Another study looked at a period of 13 months with 54,000 patients to see if the number of trauma patients was increased during a full moon night in the ER. They also did not find that the full moon caused more injuries and therefore, more trauma patients in the ER, or that it caused more suicide attempts or led to higher severity of traumatic injury.
Yet another trial, this time with over 150,000 patient visits over a 4-year period also found no difference in total patient visits, ambulance runs, or admissions to the hospital on full moon nights. And a full moon occurred 49 times during their study period. So the data says that there is no merit to the claims. If you believe data.

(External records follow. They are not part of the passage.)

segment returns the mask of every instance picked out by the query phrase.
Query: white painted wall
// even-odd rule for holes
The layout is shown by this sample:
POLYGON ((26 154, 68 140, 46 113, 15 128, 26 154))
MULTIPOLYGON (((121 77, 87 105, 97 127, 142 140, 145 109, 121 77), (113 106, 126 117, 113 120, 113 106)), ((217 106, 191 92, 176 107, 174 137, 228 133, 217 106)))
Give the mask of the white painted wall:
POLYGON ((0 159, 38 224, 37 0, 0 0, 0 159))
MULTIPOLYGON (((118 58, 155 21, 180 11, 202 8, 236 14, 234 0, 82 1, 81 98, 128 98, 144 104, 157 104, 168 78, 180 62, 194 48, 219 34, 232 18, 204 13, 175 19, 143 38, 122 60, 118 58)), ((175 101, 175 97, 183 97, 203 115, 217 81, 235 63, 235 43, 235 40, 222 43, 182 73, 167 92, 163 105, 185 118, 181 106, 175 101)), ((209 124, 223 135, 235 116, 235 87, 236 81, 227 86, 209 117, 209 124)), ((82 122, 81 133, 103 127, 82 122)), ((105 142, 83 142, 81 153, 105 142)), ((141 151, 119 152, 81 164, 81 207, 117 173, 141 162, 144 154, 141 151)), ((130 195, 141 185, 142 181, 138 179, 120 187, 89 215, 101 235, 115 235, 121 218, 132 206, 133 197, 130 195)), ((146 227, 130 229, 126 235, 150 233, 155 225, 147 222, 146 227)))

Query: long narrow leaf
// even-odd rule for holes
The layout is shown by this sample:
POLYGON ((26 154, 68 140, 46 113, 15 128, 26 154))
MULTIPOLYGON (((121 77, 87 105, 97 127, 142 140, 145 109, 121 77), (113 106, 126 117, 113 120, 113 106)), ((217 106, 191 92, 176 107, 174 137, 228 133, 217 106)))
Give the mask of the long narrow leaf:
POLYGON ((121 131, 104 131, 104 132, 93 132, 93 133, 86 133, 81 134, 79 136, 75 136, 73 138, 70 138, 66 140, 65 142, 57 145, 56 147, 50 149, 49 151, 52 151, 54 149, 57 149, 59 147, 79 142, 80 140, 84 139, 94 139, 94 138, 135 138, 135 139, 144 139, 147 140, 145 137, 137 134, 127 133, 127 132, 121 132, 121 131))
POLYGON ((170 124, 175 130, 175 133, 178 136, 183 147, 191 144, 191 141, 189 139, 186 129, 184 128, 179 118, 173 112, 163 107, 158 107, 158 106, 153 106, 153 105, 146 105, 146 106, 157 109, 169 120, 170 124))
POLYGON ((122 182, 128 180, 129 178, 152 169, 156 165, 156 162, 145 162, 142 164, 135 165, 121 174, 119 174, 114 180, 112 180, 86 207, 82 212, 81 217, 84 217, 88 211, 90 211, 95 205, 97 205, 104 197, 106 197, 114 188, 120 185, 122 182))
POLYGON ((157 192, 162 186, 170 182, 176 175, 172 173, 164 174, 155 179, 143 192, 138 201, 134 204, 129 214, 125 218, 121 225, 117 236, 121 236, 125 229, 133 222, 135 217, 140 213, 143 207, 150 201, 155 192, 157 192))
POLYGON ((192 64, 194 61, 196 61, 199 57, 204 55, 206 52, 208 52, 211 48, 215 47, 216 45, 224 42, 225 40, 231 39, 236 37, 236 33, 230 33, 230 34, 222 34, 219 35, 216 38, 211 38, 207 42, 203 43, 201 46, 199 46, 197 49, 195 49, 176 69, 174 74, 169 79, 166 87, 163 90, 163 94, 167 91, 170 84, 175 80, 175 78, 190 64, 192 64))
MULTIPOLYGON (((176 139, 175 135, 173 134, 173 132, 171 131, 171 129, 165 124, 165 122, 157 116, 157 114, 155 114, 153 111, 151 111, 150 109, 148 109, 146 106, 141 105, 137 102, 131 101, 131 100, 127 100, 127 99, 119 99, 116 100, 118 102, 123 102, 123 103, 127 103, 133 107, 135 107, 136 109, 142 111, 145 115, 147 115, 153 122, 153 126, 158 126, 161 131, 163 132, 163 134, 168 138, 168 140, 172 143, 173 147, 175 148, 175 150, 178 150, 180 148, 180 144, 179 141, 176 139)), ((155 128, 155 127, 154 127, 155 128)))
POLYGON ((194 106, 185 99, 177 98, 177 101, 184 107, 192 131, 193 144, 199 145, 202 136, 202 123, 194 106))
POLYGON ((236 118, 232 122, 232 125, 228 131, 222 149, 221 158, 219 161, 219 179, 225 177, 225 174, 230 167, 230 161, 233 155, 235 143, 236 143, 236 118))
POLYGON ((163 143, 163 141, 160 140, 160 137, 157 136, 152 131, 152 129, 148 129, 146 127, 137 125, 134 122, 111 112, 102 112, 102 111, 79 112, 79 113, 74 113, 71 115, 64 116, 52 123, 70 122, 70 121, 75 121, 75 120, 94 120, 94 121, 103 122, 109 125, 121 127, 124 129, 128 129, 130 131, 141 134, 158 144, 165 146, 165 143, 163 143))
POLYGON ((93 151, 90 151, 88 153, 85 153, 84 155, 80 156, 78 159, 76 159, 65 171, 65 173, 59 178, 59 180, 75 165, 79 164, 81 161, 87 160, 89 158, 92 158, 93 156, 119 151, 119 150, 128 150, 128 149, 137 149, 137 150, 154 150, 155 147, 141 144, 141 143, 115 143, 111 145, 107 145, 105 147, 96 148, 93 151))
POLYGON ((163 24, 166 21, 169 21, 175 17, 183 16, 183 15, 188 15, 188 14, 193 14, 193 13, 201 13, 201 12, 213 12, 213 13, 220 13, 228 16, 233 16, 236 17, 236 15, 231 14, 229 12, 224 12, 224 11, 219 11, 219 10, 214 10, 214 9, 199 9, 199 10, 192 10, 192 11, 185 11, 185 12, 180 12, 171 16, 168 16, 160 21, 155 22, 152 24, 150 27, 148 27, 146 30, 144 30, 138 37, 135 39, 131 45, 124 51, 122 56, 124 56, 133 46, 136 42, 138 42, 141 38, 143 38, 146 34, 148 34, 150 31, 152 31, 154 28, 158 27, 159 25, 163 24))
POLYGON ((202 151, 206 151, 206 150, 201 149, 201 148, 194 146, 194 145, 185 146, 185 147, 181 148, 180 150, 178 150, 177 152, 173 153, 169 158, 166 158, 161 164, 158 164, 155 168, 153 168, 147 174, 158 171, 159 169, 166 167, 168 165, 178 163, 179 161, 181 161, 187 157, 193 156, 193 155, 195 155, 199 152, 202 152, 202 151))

What about “black clouds” and “white clouds.” Providers who admit fewer patients with more straightforward problems are referred to as “white clouds.” On the other hand, providers who get crushed with multiple, complex new admissions are referred to as “black clouds.” “Gray clouds” don’t fall into either group. In one study, they actually looked at 19 self-described “black” and “white” cloud interns over a period of 107 on-call night shifts. They found that the average number of admissions was higher in the “black cloud” group by 24%, and they admitted on average 1 more patient per night, which was significant (p = 0.013). “Gray clouds” admitted a number that was not different between the other two groups. The study didn’t include number of calls from pharmacists or nurses, time spent working-up patients, acuity of illness, or time sleeping, which we all know would be great measures of a busy night shift. But it did agree with a previous study that showed “black cloud” pediatric residents slept less. Is this a self-fulfilling prophecy? Maybe “black clouds” are just less efficient or more anxious? I’m not here to judge; the data speaks for itself.
All in all, you can have your studies and facts but I’m sticking to it: we shouldn’t say the “Q” word, your full-moon Halloween shift is going to be rough, and “black clouds” do exist—I think I may be one of them.
As always, thank you for your time, and Happy Halloween from your favorite “Q” word specialist manager.